Integrating a Client or Vendor with Alli Cloud Storage

Introduction

Alli Cloud Storage, based on AWS S3, provides a handful of different options when setting up integrations with clients or vendors. It gives us the capability to share files from Alli, or receive and ingest files from third parties. When we onboard a new client to Alli they are provisioned with their own S3 bucket that can be accessed from anywhere within Alli. S3 has become an industry standard for file storage and transfer, so many tools and vendors support it directly. Because of this, there are a number of options when integrating with clients and the tools or vendors they use.

The following presents some common scenarios for sharing via S3 and what information we need from the client, and what information we should share with them.

When requesting a new integration please open an ASD request with as much information as possible so we can quickly choose the appropriate scenario.

Client/Vendor’s Workflow is in AWS

This is the easiest and most secure scenario and doesn’t require sharing any API keys, only setting up a trusted relationship between our AWS account and theirs. We do this by granting a role or user in their account the ability to access the S3 bucket in our account.

Assumed Role

This gives third parties the ability to assume a role in our AWS account thus giving them access to the client S3 bucket. In order to implement this type of integration we need the following information from the client or their vendor:

• AWS Role or User ARN: Following are some examples

  CODE

  arn:aws:iam::1234567890:user/ClientUser-abcd
  arn:aws:iam::1234567890:role/VendorRole-abcd

• An optional External ID: This will be a random alphanumeric string that provides an added layer of security. It is optional, but some vendor tools require it. For example, it could look something like this

  CODE

  id_YjJmODYzMmMtMDhhMy0xMWVmLTg1ZjEtMDM3MmViYjJjNDEyCg==

After we receive the above information we will be able to set up the trust relationship and allow their tools to assume a role in our AWS account which can access the client’s S3 bucket.

Direct Trust

The next option for an AWS-hosted workflow is directly trusting an external entity to write to our S3 bucket. This doesn’t require the intermediate step of assuming another role, so it is sometimes easier for less sophisticated clients or vendors to set up with their available tools. In this case, we only need a user or role ARN like the above assumed role.

Workflow Outside of AWS

In this case, the only straightforward option is to provide the client with an Access Key ID and Secret. Any tool which can communicate with S3 will be able to use these credentials, but we present this option as a last resort because it uses long-lived credentials versus temporary credentials like the solutions above.

Access Key ID and Secret

The only information we need in this case is the client and a vendor or purpose for the integration so we can describe the integration on our end for tracking. For example, if we are doing an Adobe integration for Kohler, we would call this integration kohler_adobe.

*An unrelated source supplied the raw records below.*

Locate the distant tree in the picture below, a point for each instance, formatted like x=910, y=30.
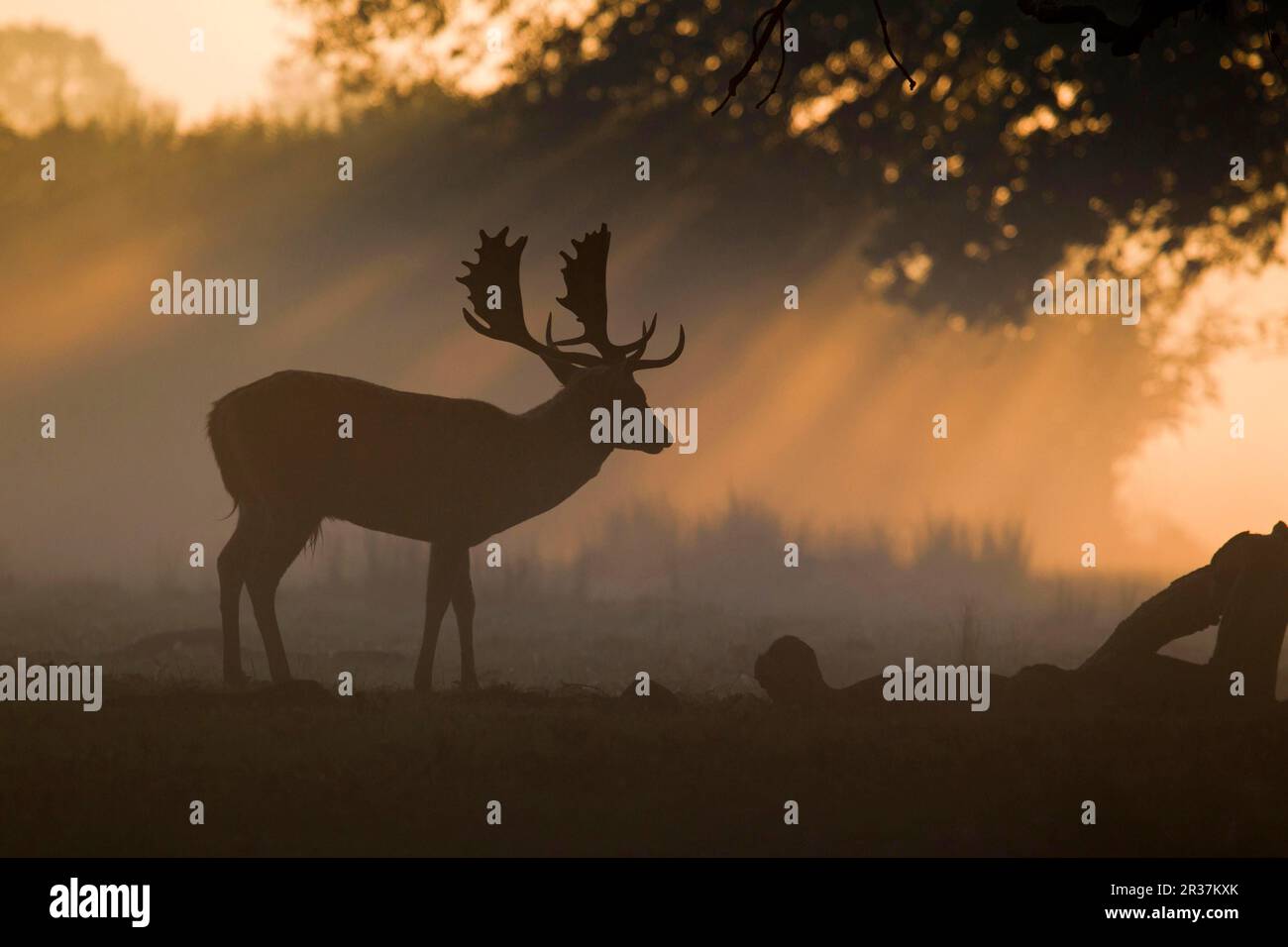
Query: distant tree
x=48, y=77
x=1048, y=146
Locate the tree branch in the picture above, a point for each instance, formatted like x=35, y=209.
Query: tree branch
x=764, y=27
x=1124, y=39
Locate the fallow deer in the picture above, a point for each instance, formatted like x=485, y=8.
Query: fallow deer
x=450, y=472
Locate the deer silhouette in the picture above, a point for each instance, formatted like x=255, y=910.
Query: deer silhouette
x=450, y=472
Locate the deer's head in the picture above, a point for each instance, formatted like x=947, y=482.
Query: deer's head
x=592, y=379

Providing Setup Information

Depending on which one of the above solutions is used, we will provide different information back to the client or vendor to complete set up of the integration. In all cases we will provide a bucket name and key prefix which they are permitted to read from and write to. The key prefix can also be known as path, directory, folder, or object prefix.

Assumed Role

For the assumed role scenario, we will provide a role ARN, bucket name, and key prefix.

Direct Trust

When using direct trust, we will provide only a bucket name and key prefix.

Access Key ID and Secret

We will provide an Access Key ID, Secret, bucket name, and key prefix.